By Julie Nelson
According to a recent NFER blog post by Deputy Headteacher Alex Quigley, engaging with research is a potentially powerful tool to support change and autonomy in schools. But what does ‘engaging with research’ mean? Why does it matter? And how can your school get started?
NFER’s new Self-Review Tool, launched just last weekend at the Research Lead Network Conference in Cambridge is designed specifically to help with this challenge. It is a free resource, open and available to all. It supports schools and individuals to identify their improvement priorities and think about how research evidence can support that change or development.
This is important – the tool doesn’t promote research engagement simply for research engagement’s sake.
Then it helps schools and individuals to review their levels of research engagement against eight key statements (related to leadership and vision, managing resources, setting priorities and working collaboratively, for example). It provides three simple steps:
- Review your stage of engagement (journey) against eight key statements
- Receive a chart and report including suggested next steps
- Receive signposting to useful resources to help with your school improvement plan.
All the way through, the tool uses the language: ‘engaging with research and in enquiry’.
Why does research engagement matter?
Evidence on this topic is still surprisingly scant, but research does show that schools that understand research and apply the learning often have the best outcomes internationally. Schools that adopt a culture of enquiry are also most likely to improve teaching and learning and improve outcomes for young people. In other words, it’s all about positive outcomes!
What does ‘engaging with research’ mean?
Not everyone agrees on this. There are a range of different producers and users of research (academics; professional researchers; statisticians; practitioners). There are also a variety of different methods and approaches to conducting research, and plenty of debate about the relative merits of each.

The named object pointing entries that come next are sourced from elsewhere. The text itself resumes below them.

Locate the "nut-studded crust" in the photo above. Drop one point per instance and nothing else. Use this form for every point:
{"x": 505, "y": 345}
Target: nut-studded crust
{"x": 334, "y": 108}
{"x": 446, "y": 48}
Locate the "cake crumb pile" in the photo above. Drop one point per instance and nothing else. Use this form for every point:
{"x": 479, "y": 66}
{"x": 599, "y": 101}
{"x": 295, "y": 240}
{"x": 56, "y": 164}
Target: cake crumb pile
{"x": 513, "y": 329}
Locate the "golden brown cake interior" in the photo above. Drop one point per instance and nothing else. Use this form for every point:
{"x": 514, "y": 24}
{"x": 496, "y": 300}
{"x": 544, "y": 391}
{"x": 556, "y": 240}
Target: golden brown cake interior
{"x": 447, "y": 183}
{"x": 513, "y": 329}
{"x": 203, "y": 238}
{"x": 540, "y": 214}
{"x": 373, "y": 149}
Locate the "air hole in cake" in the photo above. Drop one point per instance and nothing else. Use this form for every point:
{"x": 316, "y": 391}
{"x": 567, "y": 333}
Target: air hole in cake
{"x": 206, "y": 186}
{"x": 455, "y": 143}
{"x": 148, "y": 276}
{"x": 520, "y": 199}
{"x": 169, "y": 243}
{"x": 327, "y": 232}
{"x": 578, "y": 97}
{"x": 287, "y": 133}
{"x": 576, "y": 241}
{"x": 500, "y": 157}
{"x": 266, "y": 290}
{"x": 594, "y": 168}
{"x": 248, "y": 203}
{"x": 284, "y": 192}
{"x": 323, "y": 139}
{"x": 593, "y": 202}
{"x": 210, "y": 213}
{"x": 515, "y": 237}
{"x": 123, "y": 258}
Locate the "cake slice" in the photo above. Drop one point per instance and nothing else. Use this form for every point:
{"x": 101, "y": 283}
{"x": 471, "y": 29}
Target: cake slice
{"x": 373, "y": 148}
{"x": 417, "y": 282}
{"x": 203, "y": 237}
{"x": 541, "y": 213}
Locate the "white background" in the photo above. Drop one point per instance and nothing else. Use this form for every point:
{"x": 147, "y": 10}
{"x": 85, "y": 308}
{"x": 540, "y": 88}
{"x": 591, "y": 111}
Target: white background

When we talk about ‘engaging with research’ in the Self-Review Tool we mean the ways in which you access, understand and apply academic or professionally produced research in your local setting. A great example of this approach is Little Heath secondary school, one of our Research Mark schools, where the headteacher explains how: “The NFER Research Mark helped us to tap into existing research to identify the best possible teaching strategies.”
There is a place for all types of research within an evidence-informed profession (it’s a question of understanding what you need to know, and the type of research evidence that will best answer that question), but the most reliable form of evidence for confident application, sharing and replication will always be large-scale and/or statistically representative.

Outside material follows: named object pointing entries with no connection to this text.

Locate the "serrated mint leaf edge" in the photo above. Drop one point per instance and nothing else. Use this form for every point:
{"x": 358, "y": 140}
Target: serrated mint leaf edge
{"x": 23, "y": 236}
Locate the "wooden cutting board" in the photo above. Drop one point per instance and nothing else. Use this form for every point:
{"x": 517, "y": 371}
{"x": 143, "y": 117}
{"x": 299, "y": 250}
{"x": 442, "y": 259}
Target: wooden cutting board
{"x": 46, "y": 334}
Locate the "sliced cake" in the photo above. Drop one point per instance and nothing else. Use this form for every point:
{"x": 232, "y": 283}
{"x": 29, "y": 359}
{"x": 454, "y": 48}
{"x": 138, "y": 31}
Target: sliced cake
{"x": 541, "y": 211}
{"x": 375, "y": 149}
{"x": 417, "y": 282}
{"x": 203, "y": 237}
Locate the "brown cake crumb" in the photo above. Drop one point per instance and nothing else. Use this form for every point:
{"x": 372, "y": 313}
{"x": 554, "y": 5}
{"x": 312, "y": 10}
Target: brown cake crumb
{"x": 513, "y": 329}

What does ‘engaging in enquiry’ mean?
This is a related, but slightly different concept. When we talk about ‘engaging in enquiry’, we mean the ways in which you monitor and evaluate your own teaching and learning approaches and school-level developments, or how you encourage a culture of reflective practice through a systematic approach to CPD. Some good practice examples of ways in which schools are ‘engaging in enquiry’ include:
Building understanding of a local-level issue. This type of enquiry is generally ‘locally created for local benefit.’ The findings are unlikely to be replicable but can be very illuminating in your own setting. One of NFER’s research-engaged schools, Fallibrome Academy provide a good illustration. This school “wanted to investigate how to get pupils to improve their use of musical language using social media”.
Monitoring classroom innovations. This type of enquiry is generally ‘locally created for local benefit’, but also has the potential to influence future research. An enquiry approach creates space for the systematic recording, monitoring and evaluation of new approaches, and provides scope for scale-up and (ultimately) external evaluation of promising innovations. Accrington Academy, one of NFER’s Enquiring Schools, provides a good example: “We pride ourselves on taking an innovative approach to teaching and learning. Our staff are encouraged to take a risk and we have a strong culture of CPD.”
Implementing evidence-based approaches. This type of enquiry can be characterised as ‘externally created, but locally evaluated and applied.’ Local enquiry can be used as a means of ‘testing out’ and/or adapting an approach that has been ‘proven’ to work elsewhere through robust independent evaluation in your local setting.
The Self-Review Tool takes you through a series of statements and examples related to stages of ‘engaging with research and in enquiry’ in order to help you recognise what is going well, what should be prioritised, and where you might need to develop further. You can do a quick review as an individual, or you can get all your staff involved in a full review to obtain a whole-school picture. Gaining an understanding of the diversity of opinion across your school can help you focus your resources and effort in the right areas.
When using the tool, think broadly about your approach to research engagement, and think carefully about what will work in your context. But remember, do check the academic/professional research base first. It may be that evidence already exists – and there is no point re-inventing the wheel.
So, for all schools and teachers grappling with the questions: ‘What does research engagement mean?’ ‘Why does it matter?’ and ‘How can I get started?’, do visit our free Self-Review Tool and take a look. It is a great first port of call to help you answer all these questions, to plan out your priorities and to begin to gain support on your research-based school improvement journey.